Bilmezseniz, Kaan Sezyum’un yazdığı üzere, dünyanın düz olduğuna inanabilir… Buna inanan insanlarla birlikte “kazananların safında” olduğunuzu düşünebilir... Mutlu olabilirsiniz.

Erdoğan Türkiyesi’nde bilmemek mutluluktur. Ne kadar az bilirseniz kafanız o kadar “rahat” olur.

Örneğin;
Tarihimizde ilk kez bir (eski) bakan hakkında (güya) stratejik ortak ABD’de tutuklama kararı veriliyor. Erdoğan, bu konuda “burnumuza pis pis kokular geliyor” diyerek “Türkiye üzerine oyunlar oynandığı” imasında bulunuyor. Ama sonra bir bakıyorsunuz New York’ta Trump ile yan yana büyük sırıtışlarla poz veriyor. Yapılan açıklamalardan da anlıyorsunuz ki, ERDOĞAN HÜKÜMETİ’NİN BAKANI Çağlayan hakkındaki tutuklama kararı ikilinin gündeminde yer almamış. Eğer Çağlayan vakasını bilmiyorsanız, zaten bu tuhafınıza gidecek bir şey değil. Biliyorsanız da, beyninizi neredeyse her gün resetlemeniz gerektiğini öğrenmişsinizdir. Bas “dün” tuşuna, “delete” et. Mutlu ol!

Ya da örneğin;
Erdoğan - Trump (ayaküstü) görüşmesinde değinilmiş olduğu kesin Barzani Referandumu… Malum, Erdoğan New York’a giderken tankları sınıra yığarak (güya) gözdağı verdi. New York’ta da “fena yaparız” minvalinde mesajlar verdi. Daha on gün önce bu konudaki sorulara “Dışişleri’nden gelecek raporlara bir bakalım” diye yusyuvarlak yanıt verdiğini duymamış olabilirsiniz. Duysanız da unutmuşsunuzdur. Hele iki yıl önceki şu sözlerini mümkün değil hatırlamazsınız:

“Bağımsız Kürdistan meselesini, Irak’ın birinci derecede kendi iç meselesi olarak değerlendirmek gerekiyor. Yani Irak, kendi içinde böyle bir eyaleti bu şekilde BÖLÜNME ile neticelendiriyorsa, bu onun iç sorunudur, bizi ilgilendirmez.”

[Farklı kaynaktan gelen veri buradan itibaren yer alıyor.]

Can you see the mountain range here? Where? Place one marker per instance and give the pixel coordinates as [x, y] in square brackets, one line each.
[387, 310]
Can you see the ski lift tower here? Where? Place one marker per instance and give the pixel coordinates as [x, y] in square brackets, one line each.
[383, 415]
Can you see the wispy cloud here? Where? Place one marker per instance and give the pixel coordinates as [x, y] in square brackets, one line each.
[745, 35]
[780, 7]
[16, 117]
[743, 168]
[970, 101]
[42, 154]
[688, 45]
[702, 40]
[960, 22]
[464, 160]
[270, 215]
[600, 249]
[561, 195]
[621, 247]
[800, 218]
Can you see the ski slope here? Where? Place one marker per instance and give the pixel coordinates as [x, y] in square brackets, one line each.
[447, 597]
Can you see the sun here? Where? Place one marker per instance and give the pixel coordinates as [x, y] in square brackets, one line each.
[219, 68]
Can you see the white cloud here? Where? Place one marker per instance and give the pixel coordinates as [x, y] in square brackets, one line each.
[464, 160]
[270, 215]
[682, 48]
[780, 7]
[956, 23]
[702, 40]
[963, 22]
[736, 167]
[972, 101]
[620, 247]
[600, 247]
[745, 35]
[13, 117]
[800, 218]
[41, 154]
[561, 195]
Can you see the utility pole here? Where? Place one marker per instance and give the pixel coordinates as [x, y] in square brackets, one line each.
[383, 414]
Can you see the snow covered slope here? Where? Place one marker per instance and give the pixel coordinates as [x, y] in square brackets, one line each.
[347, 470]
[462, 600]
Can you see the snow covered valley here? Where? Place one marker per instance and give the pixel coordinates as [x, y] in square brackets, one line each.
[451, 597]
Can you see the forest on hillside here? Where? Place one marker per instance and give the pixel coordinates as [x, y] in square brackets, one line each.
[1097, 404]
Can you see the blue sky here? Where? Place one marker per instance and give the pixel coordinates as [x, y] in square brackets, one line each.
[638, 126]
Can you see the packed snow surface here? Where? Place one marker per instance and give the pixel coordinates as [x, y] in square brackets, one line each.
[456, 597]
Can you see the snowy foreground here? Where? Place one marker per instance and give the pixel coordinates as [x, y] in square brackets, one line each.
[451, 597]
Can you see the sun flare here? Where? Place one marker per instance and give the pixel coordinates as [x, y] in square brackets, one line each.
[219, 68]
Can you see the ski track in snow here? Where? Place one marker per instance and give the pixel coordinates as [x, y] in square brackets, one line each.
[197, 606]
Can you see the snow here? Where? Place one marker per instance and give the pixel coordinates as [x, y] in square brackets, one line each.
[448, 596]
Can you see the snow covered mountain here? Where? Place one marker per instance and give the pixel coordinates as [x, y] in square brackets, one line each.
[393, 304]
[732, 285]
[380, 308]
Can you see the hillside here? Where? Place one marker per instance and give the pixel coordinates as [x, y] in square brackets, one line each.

O sırada bu sözleri fevkalade uygun bulur, mutlu olursunuz. İki yıl içinde kesinlikle unutur, daha da mutlu olursunuz. Hatta Barzani’ye (olmaz ya) savaş ilan edecek olursanız vatan - millet nutuklarıyla mutluluktan “ölürsünüz”.

•••

Erdoğan’ın yine New York’ta, Küresel İş Forumu’nda Türkiye’deki tutuklu gazetecilere dair soruya verdiği yanıtı okudunuz mu peki?

Bir kez daha ve çok çok özetle “onlar gazetecilikten değil terörden, adi suçlardan içerde” yanıtı verdi. Adi suçlardan söz ederken de “bankamatik soygunu”ndan bile söz etti.

Bunu söyleyenin, bu ülkeyi yöneten kişi olduğunu unutalım mı lütfen! Hadi! Hemen!

•••

İşin vahim yanı şu: Erdoğan’ı... Yaptıklarını... Yapacaklarını... Hatta “kim olduğunu” unutabiliriz. Ama her gün, bize “onu hatırlatacak” biri / birileri çıkıyor karşımıza.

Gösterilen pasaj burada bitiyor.